Conoscendo il numero dei pensionamenti attesi e il numero di borse di studio disponibili per la scuola di specializzazione in pediatria si potrebbe stimare la carenza di pediatri di famiglia al 2026, anno in cui dovrebbe ‘decollare’ la riforma dell’assistenza territoriale prevista dal Pnrr. “Tuttavia – commenta Cartabellotta – considerato che non è noto quanti specialisti pediatri intraprenderanno la carriera di pediatri di famiglia, è impossibile stimare se per i 1.738 professionisti che tra il 2023 e il 2026 hanno compiuto/compiranno 70 anni ci sarà un adeguato ricambio generazionale e se questo sarà omogeneo nelle varie Regioni. La carenza di pediatri di libera scelta oggi riguarda in particolare alcune grandi Regioni del Nord e deriva da errori di programmazione del fabbisogno, in particolare la mancata sincronia per bilanciare pensionamenti attesi e borse di studio per la scuola di specializzazione. E, comunque, la distribuzione capillare sul territorio rimane sempre condizionata da variabili e scelte locali non sempre prevedibili. In tal senso, serve innanzitutto un’adeguata programmazione del fabbisogno che richiede tre elementi: ridefinire la fascia di età di esclusiva competenza dei pediatri, disporre di stime accurate sul numero di pediatri che intraprendono la carriera e, nel medio e lungo periodo, considerare il fenomeno della denatalità.

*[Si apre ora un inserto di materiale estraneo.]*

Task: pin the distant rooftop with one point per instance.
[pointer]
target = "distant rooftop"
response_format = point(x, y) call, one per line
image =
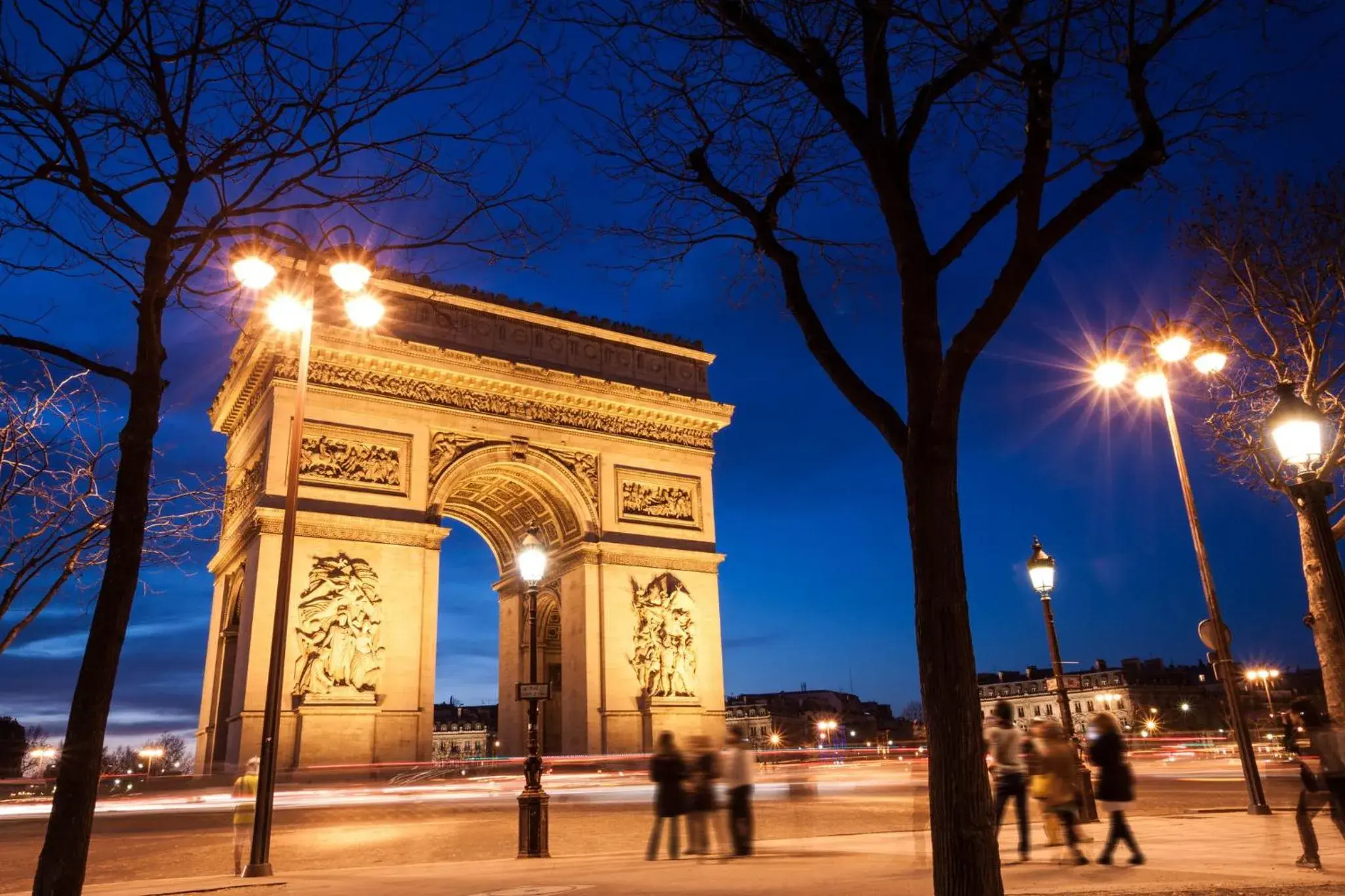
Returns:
point(537, 308)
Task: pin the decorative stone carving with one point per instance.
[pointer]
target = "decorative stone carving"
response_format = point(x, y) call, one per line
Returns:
point(353, 457)
point(658, 498)
point(583, 465)
point(445, 448)
point(242, 490)
point(418, 390)
point(665, 637)
point(340, 618)
point(331, 458)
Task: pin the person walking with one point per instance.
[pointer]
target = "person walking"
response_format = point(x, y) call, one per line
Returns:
point(739, 771)
point(1039, 784)
point(1060, 767)
point(667, 771)
point(1005, 744)
point(245, 803)
point(1115, 786)
point(1323, 788)
point(705, 771)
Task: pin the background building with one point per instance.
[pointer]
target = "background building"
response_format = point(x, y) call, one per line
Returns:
point(1138, 692)
point(791, 719)
point(464, 733)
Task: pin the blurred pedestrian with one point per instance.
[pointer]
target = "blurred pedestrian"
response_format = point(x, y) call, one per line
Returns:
point(739, 770)
point(1115, 788)
point(1039, 784)
point(667, 771)
point(1324, 788)
point(1060, 766)
point(1005, 744)
point(245, 802)
point(705, 771)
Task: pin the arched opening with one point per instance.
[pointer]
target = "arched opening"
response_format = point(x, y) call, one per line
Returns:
point(227, 660)
point(499, 494)
point(549, 664)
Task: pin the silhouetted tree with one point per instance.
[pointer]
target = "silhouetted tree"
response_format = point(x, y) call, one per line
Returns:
point(1000, 124)
point(141, 139)
point(1273, 289)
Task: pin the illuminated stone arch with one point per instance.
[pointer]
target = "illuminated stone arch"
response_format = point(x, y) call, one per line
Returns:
point(499, 417)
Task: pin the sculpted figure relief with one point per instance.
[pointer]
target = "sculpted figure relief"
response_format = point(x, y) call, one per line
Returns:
point(659, 501)
point(340, 618)
point(665, 637)
point(332, 458)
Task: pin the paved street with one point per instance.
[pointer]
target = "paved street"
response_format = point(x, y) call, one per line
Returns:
point(413, 828)
point(1212, 855)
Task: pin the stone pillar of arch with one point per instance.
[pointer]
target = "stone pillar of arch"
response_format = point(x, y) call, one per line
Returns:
point(475, 412)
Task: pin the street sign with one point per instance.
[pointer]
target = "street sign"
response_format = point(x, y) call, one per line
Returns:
point(540, 691)
point(1207, 634)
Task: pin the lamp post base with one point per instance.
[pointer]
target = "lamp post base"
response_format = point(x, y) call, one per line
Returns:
point(1087, 803)
point(531, 824)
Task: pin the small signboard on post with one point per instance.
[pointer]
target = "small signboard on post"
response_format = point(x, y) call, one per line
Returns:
point(540, 691)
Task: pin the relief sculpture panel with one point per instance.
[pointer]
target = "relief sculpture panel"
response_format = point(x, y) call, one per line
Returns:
point(354, 458)
point(665, 637)
point(661, 499)
point(340, 618)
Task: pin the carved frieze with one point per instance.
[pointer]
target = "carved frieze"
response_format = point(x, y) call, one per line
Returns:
point(354, 458)
point(445, 448)
point(395, 385)
point(340, 618)
point(662, 499)
point(242, 489)
point(584, 467)
point(665, 637)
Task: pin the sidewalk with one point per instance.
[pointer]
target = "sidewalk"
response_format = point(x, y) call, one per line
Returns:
point(1199, 853)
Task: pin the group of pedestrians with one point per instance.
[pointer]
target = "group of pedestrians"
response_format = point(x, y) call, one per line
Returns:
point(1044, 763)
point(688, 785)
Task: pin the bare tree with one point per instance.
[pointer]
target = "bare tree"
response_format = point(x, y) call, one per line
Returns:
point(55, 476)
point(53, 508)
point(1273, 288)
point(938, 125)
point(141, 137)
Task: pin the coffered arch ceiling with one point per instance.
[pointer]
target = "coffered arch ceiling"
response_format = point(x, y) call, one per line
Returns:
point(502, 495)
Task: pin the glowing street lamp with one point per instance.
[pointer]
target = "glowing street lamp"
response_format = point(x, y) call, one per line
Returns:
point(150, 754)
point(530, 562)
point(1042, 574)
point(1265, 676)
point(1169, 343)
point(290, 309)
point(1298, 433)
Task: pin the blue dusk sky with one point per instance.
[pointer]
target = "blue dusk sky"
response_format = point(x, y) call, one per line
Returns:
point(817, 586)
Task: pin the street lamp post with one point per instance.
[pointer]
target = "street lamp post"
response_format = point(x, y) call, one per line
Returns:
point(1042, 572)
point(1265, 676)
point(150, 754)
point(291, 310)
point(1296, 429)
point(1172, 341)
point(533, 801)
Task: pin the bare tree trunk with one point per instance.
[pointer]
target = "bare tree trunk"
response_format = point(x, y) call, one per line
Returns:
point(1327, 630)
point(65, 853)
point(966, 856)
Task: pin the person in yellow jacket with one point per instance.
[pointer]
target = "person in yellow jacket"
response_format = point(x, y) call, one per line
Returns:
point(245, 801)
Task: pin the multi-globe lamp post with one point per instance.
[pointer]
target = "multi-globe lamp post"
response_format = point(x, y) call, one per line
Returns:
point(533, 801)
point(291, 301)
point(1166, 344)
point(1042, 574)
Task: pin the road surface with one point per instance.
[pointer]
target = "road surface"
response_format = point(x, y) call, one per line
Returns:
point(139, 839)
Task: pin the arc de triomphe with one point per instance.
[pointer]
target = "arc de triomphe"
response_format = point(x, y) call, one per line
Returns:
point(498, 416)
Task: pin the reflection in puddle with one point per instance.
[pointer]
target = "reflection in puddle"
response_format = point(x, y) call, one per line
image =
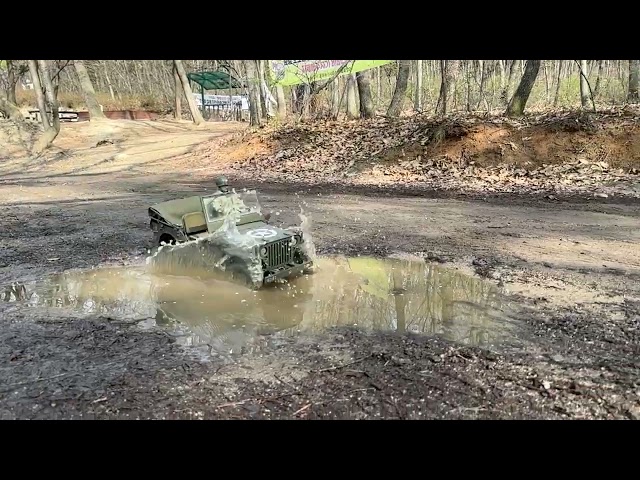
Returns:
point(370, 293)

Servono inoltre l’adozione di modelli organizzativi che promuovano il lavoro in team, l’effettiva realizzazione della riforma dell’assistenza territoriale prevista dal Pnrr (Case di comunità, ospedali di comunità, assistenza domiciliare, telemedicina), accordi sindacali in linea con il ricambio generazionale e la distribuzione capillare dei pediatri, come indicato negli stessi atti di indirizzo. Perché guardando ai pensionamenti attesi, non è affatto certo che nei prossimi anni i nuovi pediatri di base saranno sufficienti a garantire il ricambio generazionale, con – conclude Cartabellotta – l’inevitabile acuirsi della carenza in alcune Regioni”.